Zendtijd voor Kerken
- Type: Public broadcaster
- Country: Netherlands
- Availability: Netherlands
- Founded: October 1994
- Dissolved: 1 January 2016
- Official website: zvk.nl

= Zendtijd voor Kerken =

Zendtijd voor Kerken (abbr. ZvK: English: Airtime for Churches) was a special broadcaster on the Netherlands Public Broadcasting system, which was allowed to broadcast on radio and television because of their religious background. It was one of the "2.42 broadcasters" (named after the Article 2.42 of the Mediawet, the Dutch media law, which allowed faith-based broadcasters to get airtime on radio and TV without having to have any members).

On 1 January 2016, ZvK closed down and its programming is now produced by EO.

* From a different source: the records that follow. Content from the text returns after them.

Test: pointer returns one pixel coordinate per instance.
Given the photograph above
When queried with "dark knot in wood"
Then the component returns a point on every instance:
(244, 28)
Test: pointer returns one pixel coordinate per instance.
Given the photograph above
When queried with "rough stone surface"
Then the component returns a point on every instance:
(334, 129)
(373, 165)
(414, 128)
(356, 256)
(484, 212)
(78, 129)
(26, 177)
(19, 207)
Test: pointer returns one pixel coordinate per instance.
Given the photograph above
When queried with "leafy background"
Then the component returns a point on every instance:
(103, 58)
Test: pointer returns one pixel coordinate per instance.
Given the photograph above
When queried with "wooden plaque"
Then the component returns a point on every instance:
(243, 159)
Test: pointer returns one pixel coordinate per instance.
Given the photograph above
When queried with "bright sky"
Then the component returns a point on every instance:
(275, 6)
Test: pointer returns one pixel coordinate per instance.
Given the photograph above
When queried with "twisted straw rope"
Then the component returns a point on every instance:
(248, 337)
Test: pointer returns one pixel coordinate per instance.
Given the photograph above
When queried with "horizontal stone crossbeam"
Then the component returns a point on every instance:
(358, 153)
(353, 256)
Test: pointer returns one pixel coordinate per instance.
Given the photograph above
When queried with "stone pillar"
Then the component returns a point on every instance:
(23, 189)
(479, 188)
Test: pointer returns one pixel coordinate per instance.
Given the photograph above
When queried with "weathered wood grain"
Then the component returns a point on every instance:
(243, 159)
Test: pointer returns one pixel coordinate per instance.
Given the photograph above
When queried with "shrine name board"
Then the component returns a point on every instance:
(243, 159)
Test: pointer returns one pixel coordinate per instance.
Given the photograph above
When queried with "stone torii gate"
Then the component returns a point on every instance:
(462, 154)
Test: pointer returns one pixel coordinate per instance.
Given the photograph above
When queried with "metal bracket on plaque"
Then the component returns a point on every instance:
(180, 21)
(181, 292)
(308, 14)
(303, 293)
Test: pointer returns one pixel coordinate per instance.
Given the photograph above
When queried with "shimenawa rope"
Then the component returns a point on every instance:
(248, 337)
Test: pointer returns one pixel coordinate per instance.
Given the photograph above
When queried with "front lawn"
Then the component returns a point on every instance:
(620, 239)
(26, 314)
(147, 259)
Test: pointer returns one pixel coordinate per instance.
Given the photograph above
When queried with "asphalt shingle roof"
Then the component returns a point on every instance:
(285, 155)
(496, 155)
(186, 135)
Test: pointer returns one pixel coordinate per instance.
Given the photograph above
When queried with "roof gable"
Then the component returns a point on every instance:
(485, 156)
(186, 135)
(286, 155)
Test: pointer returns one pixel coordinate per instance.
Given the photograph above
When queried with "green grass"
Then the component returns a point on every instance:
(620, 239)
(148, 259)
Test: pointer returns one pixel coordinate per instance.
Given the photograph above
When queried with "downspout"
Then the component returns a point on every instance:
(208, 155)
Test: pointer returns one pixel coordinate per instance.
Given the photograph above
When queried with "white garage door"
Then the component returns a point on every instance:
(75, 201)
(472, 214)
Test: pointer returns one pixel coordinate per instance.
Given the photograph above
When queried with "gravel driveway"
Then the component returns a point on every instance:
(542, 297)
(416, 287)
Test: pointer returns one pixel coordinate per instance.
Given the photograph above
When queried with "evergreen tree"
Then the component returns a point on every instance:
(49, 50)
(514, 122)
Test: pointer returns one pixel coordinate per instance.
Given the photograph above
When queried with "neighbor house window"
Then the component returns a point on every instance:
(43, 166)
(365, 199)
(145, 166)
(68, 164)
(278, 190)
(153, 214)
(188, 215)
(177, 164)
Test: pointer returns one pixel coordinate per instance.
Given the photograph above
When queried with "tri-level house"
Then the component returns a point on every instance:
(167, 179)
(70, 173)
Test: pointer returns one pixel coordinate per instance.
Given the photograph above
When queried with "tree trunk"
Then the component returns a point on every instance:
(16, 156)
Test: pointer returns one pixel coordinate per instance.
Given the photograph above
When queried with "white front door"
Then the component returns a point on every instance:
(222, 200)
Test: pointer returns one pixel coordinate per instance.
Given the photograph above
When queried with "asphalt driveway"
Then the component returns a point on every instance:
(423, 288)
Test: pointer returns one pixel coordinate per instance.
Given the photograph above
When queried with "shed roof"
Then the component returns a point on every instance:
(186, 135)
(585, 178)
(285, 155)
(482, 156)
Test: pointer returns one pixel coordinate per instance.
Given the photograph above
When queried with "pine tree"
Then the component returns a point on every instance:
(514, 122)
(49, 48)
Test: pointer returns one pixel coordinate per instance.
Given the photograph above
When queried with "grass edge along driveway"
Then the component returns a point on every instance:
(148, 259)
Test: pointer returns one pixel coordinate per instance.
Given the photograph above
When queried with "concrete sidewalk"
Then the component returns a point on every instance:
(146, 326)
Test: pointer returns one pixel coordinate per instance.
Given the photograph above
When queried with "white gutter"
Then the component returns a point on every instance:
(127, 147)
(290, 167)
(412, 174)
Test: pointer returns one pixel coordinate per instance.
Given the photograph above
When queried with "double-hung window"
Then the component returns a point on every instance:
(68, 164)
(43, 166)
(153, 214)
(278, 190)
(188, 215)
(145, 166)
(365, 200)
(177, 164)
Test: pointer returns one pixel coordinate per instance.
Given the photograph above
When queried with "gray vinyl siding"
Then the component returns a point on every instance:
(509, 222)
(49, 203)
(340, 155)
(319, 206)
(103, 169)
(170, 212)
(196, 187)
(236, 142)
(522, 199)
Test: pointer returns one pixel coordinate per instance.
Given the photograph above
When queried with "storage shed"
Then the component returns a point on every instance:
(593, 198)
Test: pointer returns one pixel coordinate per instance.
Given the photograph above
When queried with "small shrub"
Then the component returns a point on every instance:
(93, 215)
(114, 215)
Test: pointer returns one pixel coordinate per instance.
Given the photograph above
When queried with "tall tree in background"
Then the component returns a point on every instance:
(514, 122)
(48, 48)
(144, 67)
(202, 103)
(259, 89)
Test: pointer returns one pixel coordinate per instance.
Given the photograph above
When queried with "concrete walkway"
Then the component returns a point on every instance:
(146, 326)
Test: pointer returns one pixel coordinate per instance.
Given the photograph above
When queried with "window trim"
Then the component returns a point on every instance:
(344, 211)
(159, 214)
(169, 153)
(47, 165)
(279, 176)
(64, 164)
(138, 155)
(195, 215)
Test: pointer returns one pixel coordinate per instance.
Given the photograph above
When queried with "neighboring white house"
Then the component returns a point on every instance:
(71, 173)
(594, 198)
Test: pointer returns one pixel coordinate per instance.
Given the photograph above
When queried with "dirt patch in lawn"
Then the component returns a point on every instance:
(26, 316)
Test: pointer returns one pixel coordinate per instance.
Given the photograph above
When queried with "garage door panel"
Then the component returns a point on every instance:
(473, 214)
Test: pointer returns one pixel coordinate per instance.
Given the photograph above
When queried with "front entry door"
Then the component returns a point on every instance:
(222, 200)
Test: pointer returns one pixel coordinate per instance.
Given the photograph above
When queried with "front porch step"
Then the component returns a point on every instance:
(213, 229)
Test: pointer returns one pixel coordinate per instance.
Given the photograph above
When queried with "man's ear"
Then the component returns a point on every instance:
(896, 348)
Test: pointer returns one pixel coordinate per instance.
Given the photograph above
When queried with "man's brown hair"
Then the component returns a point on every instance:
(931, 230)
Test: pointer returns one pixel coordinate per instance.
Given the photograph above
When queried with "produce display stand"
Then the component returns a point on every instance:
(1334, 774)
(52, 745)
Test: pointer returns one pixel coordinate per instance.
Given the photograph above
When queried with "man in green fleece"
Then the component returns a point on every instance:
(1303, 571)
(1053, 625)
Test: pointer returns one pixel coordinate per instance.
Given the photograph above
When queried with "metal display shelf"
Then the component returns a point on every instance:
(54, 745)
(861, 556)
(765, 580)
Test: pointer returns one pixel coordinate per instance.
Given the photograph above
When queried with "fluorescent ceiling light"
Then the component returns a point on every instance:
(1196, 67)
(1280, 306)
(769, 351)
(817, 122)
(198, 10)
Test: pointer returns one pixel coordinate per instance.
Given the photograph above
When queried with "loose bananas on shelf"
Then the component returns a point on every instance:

They made programming for various church communities namely:
- The Christelijke Gereformeerde Kerken
- The Gereformeerde kerken in Nederland (vrijgemaakt)
- The Landelijk Platform van de Pinkster- en Volle Evangeliebeweging
- The Nederlands Gereformeerde Kerken
- The Unie van Baptistengemeenten in Nederland
- The Stichting Zendtijd Evangelische Gemeenten

IKON took care of part of the technical facilities of ZvK, until the closure of both broadcasters.